Bereits im Zeitpunkt der Beweisaufnahme und Erstellung des Protokolls stand fest, dass das Endurteil einer Nichtzulassungsbeschwerde nicht unterliegen würde, da die insoweit gemäß § 544 Abs. 2 Nr. 1 ZPO erforderliche Beschwer von über 20.000 € erkennbar nicht erreicht werden konnte.

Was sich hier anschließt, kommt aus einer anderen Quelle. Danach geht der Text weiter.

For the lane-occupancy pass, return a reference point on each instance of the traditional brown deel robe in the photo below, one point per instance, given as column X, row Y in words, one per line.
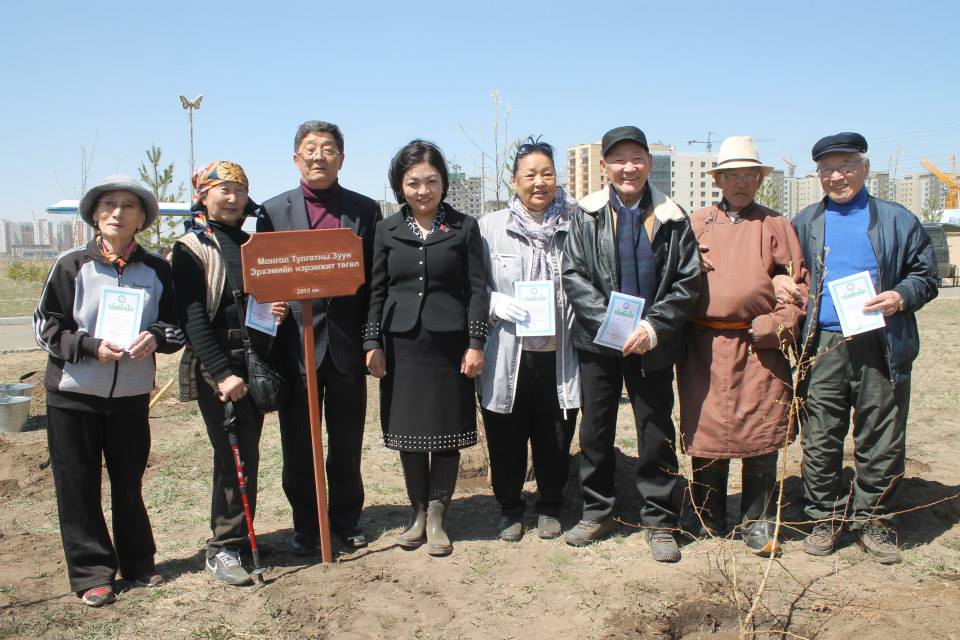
column 735, row 388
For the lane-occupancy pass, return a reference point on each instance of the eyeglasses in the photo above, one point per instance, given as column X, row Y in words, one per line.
column 745, row 178
column 847, row 168
column 315, row 153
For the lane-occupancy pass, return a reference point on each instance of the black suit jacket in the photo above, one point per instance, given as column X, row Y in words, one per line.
column 343, row 317
column 441, row 282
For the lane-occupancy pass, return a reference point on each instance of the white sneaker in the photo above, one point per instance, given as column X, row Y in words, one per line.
column 225, row 566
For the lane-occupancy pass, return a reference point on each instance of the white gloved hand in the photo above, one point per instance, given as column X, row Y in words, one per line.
column 506, row 308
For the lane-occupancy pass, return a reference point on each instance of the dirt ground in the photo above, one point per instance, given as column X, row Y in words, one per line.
column 488, row 589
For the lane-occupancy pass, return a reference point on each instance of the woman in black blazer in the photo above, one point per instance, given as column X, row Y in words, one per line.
column 425, row 334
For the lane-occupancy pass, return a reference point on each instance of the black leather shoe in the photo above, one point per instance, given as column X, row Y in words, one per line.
column 353, row 538
column 510, row 528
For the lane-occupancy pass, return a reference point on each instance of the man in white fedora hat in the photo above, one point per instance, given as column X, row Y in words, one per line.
column 734, row 380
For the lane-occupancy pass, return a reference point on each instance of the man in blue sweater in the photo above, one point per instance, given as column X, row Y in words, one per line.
column 849, row 232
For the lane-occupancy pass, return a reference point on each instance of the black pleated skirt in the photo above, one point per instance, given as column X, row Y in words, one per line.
column 426, row 404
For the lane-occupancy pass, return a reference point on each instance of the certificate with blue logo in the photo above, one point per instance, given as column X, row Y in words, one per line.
column 538, row 299
column 259, row 316
column 849, row 295
column 623, row 317
column 119, row 315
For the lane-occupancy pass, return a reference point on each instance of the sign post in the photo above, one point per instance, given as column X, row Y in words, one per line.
column 305, row 265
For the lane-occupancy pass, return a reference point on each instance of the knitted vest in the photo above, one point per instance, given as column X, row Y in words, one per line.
column 213, row 269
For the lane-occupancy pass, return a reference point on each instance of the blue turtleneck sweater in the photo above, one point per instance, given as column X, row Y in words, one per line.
column 847, row 247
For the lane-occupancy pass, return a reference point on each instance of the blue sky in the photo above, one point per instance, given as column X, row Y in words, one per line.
column 106, row 77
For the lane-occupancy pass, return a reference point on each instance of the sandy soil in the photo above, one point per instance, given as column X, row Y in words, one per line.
column 488, row 589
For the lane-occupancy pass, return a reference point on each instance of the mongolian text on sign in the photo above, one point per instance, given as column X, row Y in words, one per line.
column 298, row 265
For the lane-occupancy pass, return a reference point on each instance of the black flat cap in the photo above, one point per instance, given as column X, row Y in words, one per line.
column 839, row 143
column 622, row 134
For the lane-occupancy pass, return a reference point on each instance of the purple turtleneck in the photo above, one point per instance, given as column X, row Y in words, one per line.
column 322, row 205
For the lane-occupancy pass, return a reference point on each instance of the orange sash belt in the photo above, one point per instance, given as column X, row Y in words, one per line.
column 722, row 325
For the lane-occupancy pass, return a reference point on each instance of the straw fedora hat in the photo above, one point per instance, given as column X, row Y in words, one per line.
column 739, row 152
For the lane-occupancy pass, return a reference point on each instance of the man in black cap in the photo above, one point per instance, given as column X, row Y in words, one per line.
column 630, row 238
column 849, row 232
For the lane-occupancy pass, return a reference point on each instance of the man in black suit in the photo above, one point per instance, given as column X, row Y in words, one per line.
column 321, row 203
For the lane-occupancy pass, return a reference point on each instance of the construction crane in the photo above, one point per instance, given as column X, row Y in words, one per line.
column 791, row 166
column 708, row 141
column 953, row 187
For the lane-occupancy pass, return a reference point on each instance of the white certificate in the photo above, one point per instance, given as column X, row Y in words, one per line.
column 537, row 299
column 259, row 316
column 118, row 318
column 623, row 316
column 849, row 294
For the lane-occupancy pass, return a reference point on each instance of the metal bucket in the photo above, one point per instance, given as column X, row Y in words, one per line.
column 14, row 412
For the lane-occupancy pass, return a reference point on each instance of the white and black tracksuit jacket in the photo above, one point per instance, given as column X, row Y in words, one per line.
column 66, row 317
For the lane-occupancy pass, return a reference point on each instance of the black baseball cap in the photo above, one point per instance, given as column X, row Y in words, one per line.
column 622, row 134
column 845, row 142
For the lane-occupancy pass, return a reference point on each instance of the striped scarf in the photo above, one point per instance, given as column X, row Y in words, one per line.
column 120, row 261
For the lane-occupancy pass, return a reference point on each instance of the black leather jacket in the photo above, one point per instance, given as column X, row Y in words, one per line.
column 905, row 264
column 590, row 274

Dass die Voraussetzungen, die § 543 Abs. 2 Satz 1 ZPO an die Zulassung der Revision stellt, nicht gegeben sind, ließ sich bereits in der Sitzung vom 04.12.2025 mit hinreichender Gewissheit beurteilen. Während die Entscheidung, ob auf eine statthafte Nichtzulassungsbeschwerde die Revision zuzulassen ist, dem Bundesgerichtshof obliegt, hat über die Zulassung einer Revision gemäß § 543 Abs. 1 Nr. 1 ZPO der Senat selbst zu entscheiden. Im Hinblick hierauf wäre es nicht sachgerecht, wenn bereits die bloß abstrakte Möglichkeit einer Zulassung der Revision im Endurteil unabhängig von dem konkreten Streitstoff und der Verfahrenslage der Anwendung des § 161 Abs. 1 Nr. 1 ZPO entgegenstünde. Ein anderweitiges Verständnis führte dazu, dass für § 161 Abs. 1 Nr. 1 ZPO kein wesentlicher Anwendungsbereich mehr verbliebe, lediglich in den Fällen des § 542 Abs. 2 ZPO könnte von einer Protokollierung von Zeugenaussagen abgesehen werden.
Umstände, die die Tatbestände des § 543 Abs. 2 Satz 1 ZPO ausfüllen würden, waren im Zeitpunkt der Beweisaufnahme nicht zu erkennen. Auch seitens der Parteien war eine Zulassung der Revision nicht angeregt worden. Aufgrund welcher Überlegungen die Klägerin in ihrem Schriftsatz vom 11.12.2025 erstmals zu der Einschätzung gelangt, das Gericht habe die „grundsätzliche Bedeutung des in Rede stehenden Rechtsstreits … vollkommen außer Acht [gelassen] obwohl die Revision auch bereits aus diesem Grund vorliegend zuzulassen ist“, bleibt ihr Geheimnis und erschließt sich dem Senat nicht.
Auch die weitere Rüge der Klägerin, es sei den Parteien entgegen § 279 Abs. 3 ZPO keine Gelegenheit gegeben worden, zu dem Ergebnis der Beweisaufnahme Stellung zu nehmen, gibt keinen Anlass zu einer Wiedereröffnung.
Entgegen dem Vorbringen in dem Schriftsatz vom 11.12.2025 hatten nach Abschluss der Vernehmung der Zeugen beide Rechtsanwälte die Möglichkeit, zu dem Ergebnis der Beweisaufnahme Stellung zu nehmen, wie dies auch in dem Protokoll vermerkt ist. Im Hinblick hierauf besteht im Übrigen auch keinerlei Anlass zu einer Berichtigung des Protokolls gemäß § 164 ZPO.
Die Kostenentscheidung beruht hinsichtlich der Kosten des erstinstanzlichen Verfahrens auf § 92 Abs. 2 Nr. 1 ZPO und derjenigen des Berufungsverfahrens auf §§ 97 Abs. 1, 92 Abs. 2 Nr. 1 ZPO. Die Anordnungen zur vorläufigen Vollstreckbarkeit folgen aus §§ 708 Nr. 10, 711, 713 ZPO.
Die Revision war nicht zuzulassen. Gründe, die die Zulassung der Revision gemäß § 543 Abs. 2 Satz 1 ZPO rechtfertigen, sind nicht gegeben.
Der Streitwert wird für das Berufungsverfahren auf 11.995,20 € festgesetzt.